- Education: Clark University Brooklyn Law School (JD)
- Occupations: Attorney, business executive
- Known for: former CEO of Ticketmaster
- Spouse: Nadine Schiff

= Fred Rosen (businessman) =

American attorney and business executive

Fredric D. Rosen is an American attorney and business executive. He was the president and chief executive officer of Ticketmaster from 1982 to 1998.

==Early life==
Fredric D. Rosen grew up in New Rochelle, New York. He graduated from Clark University in Worcester, Massachusetts, in 1965. He went on to receive a Juris Doctor degree from the Brooklyn Law School in 1969, and passed the New York State Bar that year.

==Career==
Rosen practiced the law in New York City from 1972 to 1982.

He was an attorney of Ticketmaster before becoming the president and chief executive officer from 1982 to 1998. Rosen was chairman and chief executive officer of Stone Canyon Entertainment from 2005 to 2008. He was the co-chief executive officer of Outbox Enterprises, LLC, a legal entity comprising Outbox Technology, Cirque du Soleil, from 2011 to 2012. Outbox is a white-label system allowing live entertainment venues to sell tickets directly to customers without third-party involvement.

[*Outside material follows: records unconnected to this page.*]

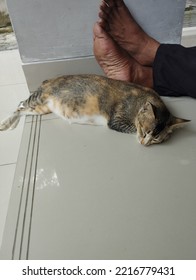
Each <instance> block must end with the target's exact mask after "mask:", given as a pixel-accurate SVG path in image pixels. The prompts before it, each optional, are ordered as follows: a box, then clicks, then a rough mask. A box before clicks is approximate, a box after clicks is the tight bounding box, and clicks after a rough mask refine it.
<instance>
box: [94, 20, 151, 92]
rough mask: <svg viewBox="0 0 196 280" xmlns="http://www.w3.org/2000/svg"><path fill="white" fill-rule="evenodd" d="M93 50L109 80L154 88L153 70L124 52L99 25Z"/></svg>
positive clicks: (94, 27) (96, 59) (95, 27)
mask: <svg viewBox="0 0 196 280" xmlns="http://www.w3.org/2000/svg"><path fill="white" fill-rule="evenodd" d="M93 32H94V45H93V50H94V54H95V57H96V60H97V62H98V63H99V65H100V66H101V68H102V69H103V71H104V73H105V74H106V76H107V77H108V78H112V79H115V80H122V81H129V82H133V83H137V84H140V85H143V86H146V87H152V86H153V82H152V69H151V68H150V67H144V66H141V65H140V64H139V63H137V61H135V60H134V59H133V58H131V57H130V55H129V54H128V53H127V52H126V51H124V50H122V49H121V48H120V47H119V46H118V45H117V44H116V43H115V41H114V40H113V39H112V38H111V37H110V36H109V35H108V34H107V33H106V32H105V31H104V29H103V28H102V27H101V26H100V24H99V23H95V25H94V29H93Z"/></svg>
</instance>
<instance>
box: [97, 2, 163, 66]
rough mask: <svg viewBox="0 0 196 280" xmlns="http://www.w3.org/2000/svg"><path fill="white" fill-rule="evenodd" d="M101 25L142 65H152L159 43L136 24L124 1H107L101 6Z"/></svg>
mask: <svg viewBox="0 0 196 280" xmlns="http://www.w3.org/2000/svg"><path fill="white" fill-rule="evenodd" d="M99 17H100V20H101V21H100V25H101V26H102V28H104V29H105V30H106V31H107V32H108V33H109V34H110V35H111V36H112V38H113V39H114V40H115V41H116V42H117V43H118V44H119V45H120V46H121V47H122V48H123V49H124V50H126V51H127V52H128V53H129V54H130V55H131V56H132V57H133V58H134V59H136V60H137V61H138V62H139V63H140V64H141V65H150V66H151V65H152V64H153V61H154V58H155V55H156V51H157V49H158V47H159V45H160V44H159V42H157V41H156V40H154V39H153V38H151V37H150V36H148V35H147V34H146V33H145V32H144V31H143V29H142V28H141V27H140V26H139V25H138V24H137V23H136V21H135V20H134V18H133V17H132V15H131V13H130V12H129V10H128V8H127V7H126V5H125V4H124V2H123V0H105V1H102V4H101V6H100V13H99Z"/></svg>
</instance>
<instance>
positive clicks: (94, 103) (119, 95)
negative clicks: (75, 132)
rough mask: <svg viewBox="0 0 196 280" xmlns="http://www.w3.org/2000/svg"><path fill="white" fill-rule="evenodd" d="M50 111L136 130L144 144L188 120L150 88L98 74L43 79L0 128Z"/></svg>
mask: <svg viewBox="0 0 196 280" xmlns="http://www.w3.org/2000/svg"><path fill="white" fill-rule="evenodd" d="M51 112H53V113H55V114H57V115H58V116H60V117H62V118H63V119H66V120H68V121H69V122H70V123H73V122H76V123H81V124H97V125H108V127H109V128H111V129H114V130H117V131H119V132H124V133H134V132H136V133H137V137H138V140H139V142H140V143H141V144H143V145H146V146H148V145H151V144H155V143H161V142H163V141H164V140H166V139H167V138H168V137H169V135H170V134H171V133H172V131H173V130H174V129H175V128H178V127H180V126H182V125H183V124H184V123H186V122H188V120H184V119H180V118H176V117H174V116H173V115H172V114H171V113H170V112H169V111H168V109H167V108H166V106H165V104H164V103H163V101H162V100H161V98H160V97H159V95H158V94H157V93H156V92H155V91H153V90H152V89H149V88H145V87H142V86H139V85H136V84H132V83H128V82H123V81H117V80H112V79H109V78H106V77H102V76H97V75H70V76H62V77H58V78H54V79H50V80H47V81H44V82H43V83H42V85H41V86H40V87H39V88H38V89H37V91H35V92H34V93H33V94H32V95H31V96H30V97H29V98H28V99H27V100H25V101H23V102H21V103H20V104H19V106H18V108H17V110H16V111H15V112H14V113H13V115H12V116H10V117H9V118H8V119H6V120H4V121H2V122H1V123H0V130H1V131H2V130H7V129H13V128H15V127H16V126H17V124H18V122H19V120H20V117H21V116H22V115H35V114H36V115H37V114H48V113H51Z"/></svg>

The company later partnered with the Anschutz Entertainment Group to create AXS.

Rosen was a principal until 2014. He was on the Los Angeles Sports and Entertainment Commission. In 2018, Rosen became the president and CEO of Red Carpet Entertainment and its wholly owned subsidiary Red Carpet Home Cinema LLC.

==Personal life==
Rosen is married to Nadine Schiff, an author and film producer. They reside in Bel Air, Los Angeles, California. He also has two children from a prior marriage.

Rosen donated to the defense fund for Mark Ridley-Thomas, a Los Angeles politician who was undergoing trial on corruption charges.

=== Homeowners alliance ===
He is the co-founder of the Bel Air Homeowners Alliance, a NIMBY group active in Los Angeles. The group has contested the construction of giga-mansions such as The One, arguing that they should be considered commercial developments. He has advocated against the construction of the Sepulveda Transit Corridor, an underground subway line to the UCLA campus, including threats to litigate against individual LA Metro staff, noting that staff "deserve no courtesy and are entitled to no respect".